I think one of the most daring things about the film is its sincerity. Films about these matters are typically very dark, like The Matrix, wrapped up in dark mythology. Or they're satirical, making fun of it. This film is neither; it's a big risk. For smarty pants critics, it doesn't fit their vernacular. We've been savaged by some of them and lovingly embraced by others. It's definitely divided them and I wasn't surprised, because it breaks a lot of the rules for what the so-called clever people are supposed to do. If you're going to be smart, you have to be pretentious about it, or very ironic, but if you're being sincere and funny, you must be an idiot.

Griffiths So is it I HEART, or I LOVE, Huckabees?

Russell I heart. I like that there's a heart in there. It makes people think about how they say something, or say something in a different way, that may cause them to make the meaning new, use a word differently."

Griffiths What about some of the visuals in the film? How does that relate to what's going on internally?

Russell I was drawn to a clean, classic, crisp look for the film. These are timeless questions rooted in age-old traditions, so I wanted a more European feel.

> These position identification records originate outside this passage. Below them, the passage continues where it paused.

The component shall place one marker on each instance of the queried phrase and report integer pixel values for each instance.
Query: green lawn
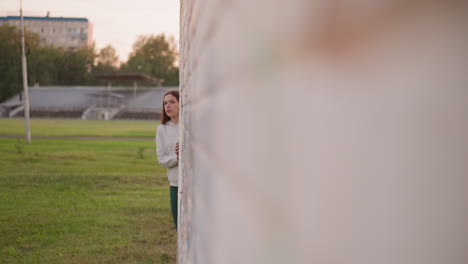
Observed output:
(84, 201)
(73, 127)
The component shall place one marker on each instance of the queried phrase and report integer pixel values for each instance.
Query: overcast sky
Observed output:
(115, 22)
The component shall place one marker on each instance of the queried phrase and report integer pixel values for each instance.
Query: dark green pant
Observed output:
(174, 194)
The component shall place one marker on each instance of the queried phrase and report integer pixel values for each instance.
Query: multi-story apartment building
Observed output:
(65, 32)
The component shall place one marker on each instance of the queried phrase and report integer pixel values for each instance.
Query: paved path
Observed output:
(79, 137)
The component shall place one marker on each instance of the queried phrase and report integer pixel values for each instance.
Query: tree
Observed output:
(107, 61)
(75, 66)
(155, 56)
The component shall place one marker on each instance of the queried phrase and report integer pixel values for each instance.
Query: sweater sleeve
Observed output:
(165, 159)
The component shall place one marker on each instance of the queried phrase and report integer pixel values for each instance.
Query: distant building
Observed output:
(68, 32)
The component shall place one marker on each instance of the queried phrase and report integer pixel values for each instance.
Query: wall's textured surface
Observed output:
(324, 132)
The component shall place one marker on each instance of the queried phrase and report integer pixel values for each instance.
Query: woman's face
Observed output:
(171, 106)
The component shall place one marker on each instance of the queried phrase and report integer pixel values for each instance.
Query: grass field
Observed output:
(73, 127)
(83, 201)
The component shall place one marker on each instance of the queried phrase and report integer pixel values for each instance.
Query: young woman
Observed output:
(167, 145)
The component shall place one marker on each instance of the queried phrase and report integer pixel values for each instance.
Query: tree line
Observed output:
(153, 55)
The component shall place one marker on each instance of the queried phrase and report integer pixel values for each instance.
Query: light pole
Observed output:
(25, 79)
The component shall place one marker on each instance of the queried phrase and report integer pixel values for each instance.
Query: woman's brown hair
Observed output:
(164, 116)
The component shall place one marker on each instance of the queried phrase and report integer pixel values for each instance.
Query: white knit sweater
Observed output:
(167, 136)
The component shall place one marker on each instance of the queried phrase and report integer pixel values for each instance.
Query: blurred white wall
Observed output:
(324, 131)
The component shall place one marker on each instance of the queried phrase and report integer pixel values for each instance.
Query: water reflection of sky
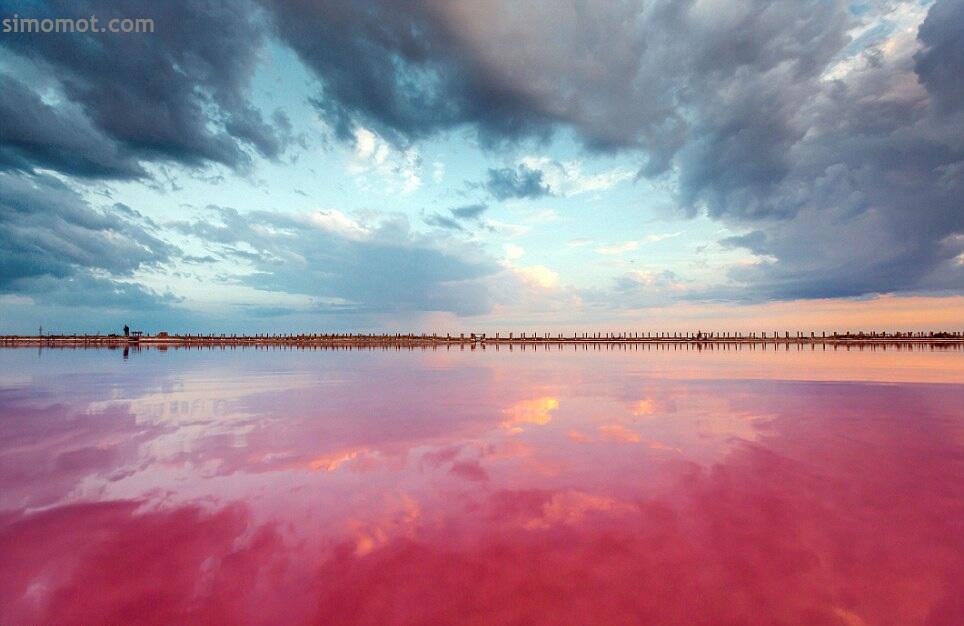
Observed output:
(441, 487)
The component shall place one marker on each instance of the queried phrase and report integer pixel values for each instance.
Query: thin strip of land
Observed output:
(511, 338)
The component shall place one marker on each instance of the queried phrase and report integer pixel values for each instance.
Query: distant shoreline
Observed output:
(462, 339)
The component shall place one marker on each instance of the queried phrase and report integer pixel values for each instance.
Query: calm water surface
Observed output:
(440, 487)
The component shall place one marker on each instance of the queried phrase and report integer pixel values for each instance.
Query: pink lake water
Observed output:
(609, 486)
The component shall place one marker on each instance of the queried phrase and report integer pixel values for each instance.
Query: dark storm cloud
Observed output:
(940, 64)
(458, 217)
(36, 134)
(469, 211)
(179, 93)
(521, 182)
(853, 183)
(852, 178)
(399, 69)
(348, 266)
(55, 248)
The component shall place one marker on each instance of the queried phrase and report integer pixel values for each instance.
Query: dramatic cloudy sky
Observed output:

A lot of the time you make these decisions for reason's you don't fully understand until later. Some of them are instinctual. I think, in retrospect, the reason the film has a formality to it, visually and sartorially, is because, while I'm having fun with it, it has very serious roots, and there's something European about that, where these ideas are sort of life and death, especially in the last 50 years, up to the Sixties, really.

It was important to me that the detectives had their roots in serious tradition. It wasn't glib; it's not a fly-by-night New Age thing. Also, I just like it; I like how it looks. I was probably watching a lot of Bunuel and, especially in Discreet Charm Of The Bourgeoisie, he tends to harmonise the palette. It's almost black-and-white, except for a few things. I find it very beautiful when a film's palette is coordinate. Maybe, it's also key to the humour at the heart of the film - a certain formality and seriousness about these matters that persist in the middle of their absurdity.

Griffiths You've mentioned the European feel to the film. Is that why you went to Isabelle Huppert?

Russell I always imagined the [detectives'] nemesis being French. The fact that they had all been in graduate school and teaching together in Paris, it's very important to have that back-story. I was originally thinking of Deneuve, but she was busy and a bit old to be rolling around in the mud with Jason. Isabelle is very complex, very intense, very sexy, very French. She has impeccable style and taste, but she's also willing to have her face slammed in the mud. I said to her on set once, "Make that pouting, contemptuous face that you make," and Dustin and Lily knew exactly what I was talking about. She said, "No, I don't know what you're talking about." That, in itself, seems French.

Griffiths What's next for you?

Russell I would like to make a sequel at some point with these guys, because I love these characters. I'm writing something with Bob Thurman.